The other day, I was out at a park with my 4-year-old, when he suddenly bent over and picked something up. "Look at this toy truck, dada!" he said, struggling to figure out how to move the wheels. "How does it drive?"
He handed it over to me. It was a cassette tape containing Cher's 1989 album Heart of Gold. You know, the one with "If I Could Turn Back Time?" Whoever left it there in the park couldn't have planned it better, as I had to try to explain to my kid that actually, it's not a toy car, it's…where music comes from?

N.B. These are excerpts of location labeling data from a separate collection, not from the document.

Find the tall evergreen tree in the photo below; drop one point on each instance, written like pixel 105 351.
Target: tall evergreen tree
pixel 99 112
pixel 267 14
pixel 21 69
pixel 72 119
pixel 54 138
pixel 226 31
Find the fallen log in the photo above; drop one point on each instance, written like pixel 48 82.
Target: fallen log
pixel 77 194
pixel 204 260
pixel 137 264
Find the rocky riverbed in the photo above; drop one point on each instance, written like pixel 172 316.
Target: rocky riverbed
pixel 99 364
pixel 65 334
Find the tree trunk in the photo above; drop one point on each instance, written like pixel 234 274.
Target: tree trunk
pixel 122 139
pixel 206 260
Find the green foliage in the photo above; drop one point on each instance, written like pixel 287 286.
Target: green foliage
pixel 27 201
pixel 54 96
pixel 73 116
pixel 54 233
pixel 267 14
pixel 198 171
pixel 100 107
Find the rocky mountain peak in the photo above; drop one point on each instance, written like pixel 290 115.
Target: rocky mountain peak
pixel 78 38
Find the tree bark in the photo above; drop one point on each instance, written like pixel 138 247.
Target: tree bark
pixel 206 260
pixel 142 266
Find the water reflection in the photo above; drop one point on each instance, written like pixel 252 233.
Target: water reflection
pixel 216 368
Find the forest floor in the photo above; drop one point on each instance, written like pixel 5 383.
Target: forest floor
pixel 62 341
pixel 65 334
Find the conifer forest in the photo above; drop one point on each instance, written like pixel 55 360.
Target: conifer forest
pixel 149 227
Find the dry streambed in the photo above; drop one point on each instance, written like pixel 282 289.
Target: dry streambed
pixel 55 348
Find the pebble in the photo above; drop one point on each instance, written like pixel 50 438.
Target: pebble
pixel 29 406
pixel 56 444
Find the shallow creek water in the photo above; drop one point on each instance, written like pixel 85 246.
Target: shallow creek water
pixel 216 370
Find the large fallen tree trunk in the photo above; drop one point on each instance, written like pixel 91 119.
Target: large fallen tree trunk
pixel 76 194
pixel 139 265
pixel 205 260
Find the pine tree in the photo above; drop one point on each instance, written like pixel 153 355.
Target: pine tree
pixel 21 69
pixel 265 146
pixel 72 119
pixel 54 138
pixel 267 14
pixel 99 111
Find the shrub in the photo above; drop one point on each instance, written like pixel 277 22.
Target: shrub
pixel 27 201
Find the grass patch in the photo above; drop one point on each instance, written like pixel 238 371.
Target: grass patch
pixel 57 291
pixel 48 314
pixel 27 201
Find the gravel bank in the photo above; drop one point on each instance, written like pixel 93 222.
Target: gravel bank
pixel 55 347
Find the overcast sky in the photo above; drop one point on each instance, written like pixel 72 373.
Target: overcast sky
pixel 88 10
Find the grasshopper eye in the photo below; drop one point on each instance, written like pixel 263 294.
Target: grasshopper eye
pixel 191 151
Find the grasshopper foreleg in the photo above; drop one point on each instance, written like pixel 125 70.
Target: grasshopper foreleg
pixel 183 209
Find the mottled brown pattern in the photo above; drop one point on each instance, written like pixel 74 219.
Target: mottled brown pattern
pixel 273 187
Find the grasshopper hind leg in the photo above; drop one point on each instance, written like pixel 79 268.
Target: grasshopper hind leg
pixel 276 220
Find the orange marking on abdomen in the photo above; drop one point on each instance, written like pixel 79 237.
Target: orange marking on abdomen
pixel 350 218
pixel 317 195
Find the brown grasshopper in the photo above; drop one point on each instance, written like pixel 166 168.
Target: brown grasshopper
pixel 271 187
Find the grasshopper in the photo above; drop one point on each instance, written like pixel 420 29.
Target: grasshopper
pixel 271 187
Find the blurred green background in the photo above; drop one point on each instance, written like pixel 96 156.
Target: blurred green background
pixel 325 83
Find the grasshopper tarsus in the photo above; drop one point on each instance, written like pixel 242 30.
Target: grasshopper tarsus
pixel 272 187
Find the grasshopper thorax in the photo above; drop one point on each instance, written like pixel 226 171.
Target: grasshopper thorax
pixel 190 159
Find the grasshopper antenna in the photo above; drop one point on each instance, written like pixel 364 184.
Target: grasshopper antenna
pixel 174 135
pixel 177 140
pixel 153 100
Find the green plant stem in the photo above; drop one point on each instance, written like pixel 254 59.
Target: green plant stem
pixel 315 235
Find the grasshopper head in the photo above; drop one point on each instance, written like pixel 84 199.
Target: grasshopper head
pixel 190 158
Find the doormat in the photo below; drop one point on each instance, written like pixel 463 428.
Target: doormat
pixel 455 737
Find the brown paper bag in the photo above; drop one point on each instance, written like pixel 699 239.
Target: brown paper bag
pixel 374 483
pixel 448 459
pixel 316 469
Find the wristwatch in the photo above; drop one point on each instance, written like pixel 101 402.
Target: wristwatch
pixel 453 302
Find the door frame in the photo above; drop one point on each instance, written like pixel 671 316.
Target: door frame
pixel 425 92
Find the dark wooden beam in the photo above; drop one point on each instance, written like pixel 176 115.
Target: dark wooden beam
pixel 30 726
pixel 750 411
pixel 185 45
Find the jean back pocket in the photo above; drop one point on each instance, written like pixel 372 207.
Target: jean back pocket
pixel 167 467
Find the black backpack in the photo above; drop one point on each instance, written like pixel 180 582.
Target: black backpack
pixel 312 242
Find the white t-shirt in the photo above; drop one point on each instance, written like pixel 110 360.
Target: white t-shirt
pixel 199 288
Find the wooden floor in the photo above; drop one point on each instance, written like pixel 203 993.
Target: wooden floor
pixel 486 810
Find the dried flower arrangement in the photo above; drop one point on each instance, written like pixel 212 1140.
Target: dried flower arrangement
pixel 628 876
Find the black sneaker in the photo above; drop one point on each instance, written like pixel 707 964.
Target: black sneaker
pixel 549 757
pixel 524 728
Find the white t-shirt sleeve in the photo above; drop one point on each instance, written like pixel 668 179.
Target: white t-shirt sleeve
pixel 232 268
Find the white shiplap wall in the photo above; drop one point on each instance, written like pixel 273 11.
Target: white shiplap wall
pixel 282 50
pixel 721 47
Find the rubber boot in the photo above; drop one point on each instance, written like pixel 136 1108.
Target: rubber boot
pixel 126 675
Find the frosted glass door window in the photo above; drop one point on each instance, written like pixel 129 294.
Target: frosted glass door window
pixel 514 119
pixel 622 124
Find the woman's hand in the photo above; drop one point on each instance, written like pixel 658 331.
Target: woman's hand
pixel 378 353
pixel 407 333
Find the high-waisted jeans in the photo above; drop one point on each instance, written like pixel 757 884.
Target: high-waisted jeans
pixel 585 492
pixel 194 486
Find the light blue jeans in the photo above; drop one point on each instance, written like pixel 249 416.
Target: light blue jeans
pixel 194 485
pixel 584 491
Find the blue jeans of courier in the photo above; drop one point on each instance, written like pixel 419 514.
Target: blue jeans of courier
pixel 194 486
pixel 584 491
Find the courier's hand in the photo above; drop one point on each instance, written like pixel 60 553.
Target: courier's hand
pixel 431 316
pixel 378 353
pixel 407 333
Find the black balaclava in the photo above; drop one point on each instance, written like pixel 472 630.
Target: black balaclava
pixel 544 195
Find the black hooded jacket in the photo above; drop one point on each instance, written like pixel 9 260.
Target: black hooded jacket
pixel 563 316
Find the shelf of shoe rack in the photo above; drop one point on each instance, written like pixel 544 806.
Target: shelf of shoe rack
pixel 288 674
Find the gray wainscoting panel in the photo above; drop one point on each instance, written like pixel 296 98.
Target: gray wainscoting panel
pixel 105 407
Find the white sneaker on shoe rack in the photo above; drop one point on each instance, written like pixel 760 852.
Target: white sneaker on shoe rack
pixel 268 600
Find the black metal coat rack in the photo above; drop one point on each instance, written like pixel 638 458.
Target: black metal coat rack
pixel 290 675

I thought of this as I perused TapeDeck.org, a new website created by graffiti artist / graphic designer Oliver Gelbrich, also known as neck, which catalogs and celebrates the art of analog cassette tapes. As neck explains on the site:
Tapedeck.org is a project of neckcns.com, built to showcase the amazing beauty and (sometimes) weirdness found in the designs of the common audio tape cassette. There's an amazing range of designs, starting from the early 60's functional cassette designs, moving through the colourful playfulness of the 70's audio tapes to amazing shape variations during the 80's and 90's. We hope you enjoy these tapes as much as we do!
Perhaps the most impressive thing about the site is how neck has cataloged it all. You can search for different tapes by brand, color, running time, even tape type. If you really want to reminisce, you can probably hunt down the exact 90 minute tape you used to make that baller mixtape that one time. Sure, playlists as cool, but the experience is nothing compared to the process of sitting and manually hitting "record" and "stop" as you listen your way through every single song and try to master the correct gap length of silence in between them.
You know you're going to go dig into those archives right now, don't you? Well, good luck; as of this writing, there are more than 900 different cassette tape designs featured on the website.